President of the Boston City Council
- In office 1940–1941
- Preceded by: George A. Murray
- Succeeded by: Thomas E. Linehan

Member of the Boston City Council for Ward 2
- In office 1938–1942
- Preceded by: James J. Mellen
- Succeeded by: Michael Leo Kinsella

Personal details
- Born: June 28, 1904 Charlestown
- Died: May 25, 1988 (aged 83) Charlestown
- Party: Democratic
- Spouse: Ella Swanson
- Children: 8
- Relatives: Kevin White (son-in-law)

= William J. Galvin =

American politician

William J. Galvin (June 28, 1904 – May 25, 1988) was an American politician who served on the Boston City Council and was the city's superintendent of markets.

==Early life==
Galvin grew up in Charlestown and graduated from Charlestown High School. His first job was at a chocolate factory. During his tenure on the council he was engaged in the real estate business.

==Political career==
Galvin's first attempt for public office came in 1936, when he was narrowly defeated for a seat in the Massachusetts House of Representatives. The following year he defeated incumbent James J. Mellen for the Ward 2 seat on the Boston City Council. In 1939 he ran for council president. Although he did not win, he was able to block the election of James E. Agnew. In 1940 he was elected council president. From 1940 to 1944, Galvin was also chairman of the Democratic City Committee. He was reelected council president in 1941, becoming only the second councilor to serve two consecutive terms as president. He was defeated for reelection in 1941 by Michael Leo Kinsella.

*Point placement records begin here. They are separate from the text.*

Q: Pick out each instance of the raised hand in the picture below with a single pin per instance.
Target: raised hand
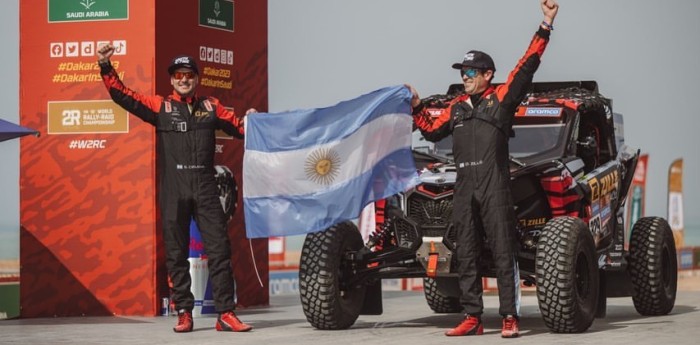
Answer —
(549, 9)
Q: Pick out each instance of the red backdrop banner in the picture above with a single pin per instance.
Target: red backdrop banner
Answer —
(90, 241)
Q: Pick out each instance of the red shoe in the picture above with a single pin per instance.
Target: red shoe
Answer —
(510, 327)
(471, 325)
(184, 321)
(228, 322)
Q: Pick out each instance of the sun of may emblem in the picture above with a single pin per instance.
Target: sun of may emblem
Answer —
(322, 166)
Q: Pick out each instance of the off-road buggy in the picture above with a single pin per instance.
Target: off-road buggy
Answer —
(570, 174)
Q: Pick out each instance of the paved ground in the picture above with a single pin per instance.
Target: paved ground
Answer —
(406, 321)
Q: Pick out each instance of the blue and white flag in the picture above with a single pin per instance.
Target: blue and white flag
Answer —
(306, 170)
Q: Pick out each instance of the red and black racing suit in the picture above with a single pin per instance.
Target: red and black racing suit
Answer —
(187, 187)
(480, 128)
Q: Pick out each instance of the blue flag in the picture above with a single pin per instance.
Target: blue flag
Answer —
(306, 170)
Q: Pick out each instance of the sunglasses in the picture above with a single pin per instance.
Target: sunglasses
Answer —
(469, 72)
(179, 75)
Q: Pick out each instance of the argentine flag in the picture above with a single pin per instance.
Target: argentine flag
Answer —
(306, 170)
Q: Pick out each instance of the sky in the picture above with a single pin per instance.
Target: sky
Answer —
(643, 54)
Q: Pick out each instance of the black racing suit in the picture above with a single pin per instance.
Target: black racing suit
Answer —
(480, 128)
(185, 130)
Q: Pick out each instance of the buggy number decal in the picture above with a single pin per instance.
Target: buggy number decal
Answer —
(594, 225)
(603, 185)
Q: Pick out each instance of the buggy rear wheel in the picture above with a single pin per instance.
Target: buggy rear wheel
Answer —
(567, 275)
(438, 301)
(328, 302)
(653, 266)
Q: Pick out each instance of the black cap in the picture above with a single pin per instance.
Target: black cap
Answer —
(183, 61)
(476, 59)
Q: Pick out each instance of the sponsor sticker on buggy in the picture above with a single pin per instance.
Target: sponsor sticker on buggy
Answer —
(542, 112)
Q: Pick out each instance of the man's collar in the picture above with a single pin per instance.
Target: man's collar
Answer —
(176, 96)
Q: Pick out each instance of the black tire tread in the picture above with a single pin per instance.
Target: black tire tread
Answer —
(437, 301)
(555, 269)
(651, 236)
(319, 286)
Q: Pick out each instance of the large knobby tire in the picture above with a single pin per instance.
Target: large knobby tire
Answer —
(567, 275)
(327, 302)
(653, 266)
(437, 301)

In 1942, Galvin was appointed Superintendent of Markets by Mayor Maurice J. Tobin. This position was responsible for managing Faneuil Hall and Quincy Market. In 1968 the city auditorium commission appointed him as superintendent of the John B. Hynes Memorial Auditorium. He held this position until his retirement in 1974.

==Personal life==
Galvin was married to Ella Swanson, a special education instructor. They had one son, William J. Galvin Jr., and seven daughters. In 1956, one of his daughters, Kathryn, married Kevin H. White, the son of Boston City Councilor Joseph C. White. Kevin White served as Mayor of Boston from 1968 to 1984. William J. Galvin Jr. was an unsuccessful candidate for Massachusetts Secretary of the Commonwealth in the 1978 election and was appointed by White to a seat on the Massachusetts Parking Authority, where he succeeded another one of his brothers-in-law.

Galvin died on May 25, 1988, at his home in Charlestown. He was 84 years old. Galvin left his entire estate to his son, save for $1 each left to his daughters. The will was contested by two of his daughters, who reached an out-of-court settlement with Galvin Jr. in 1989.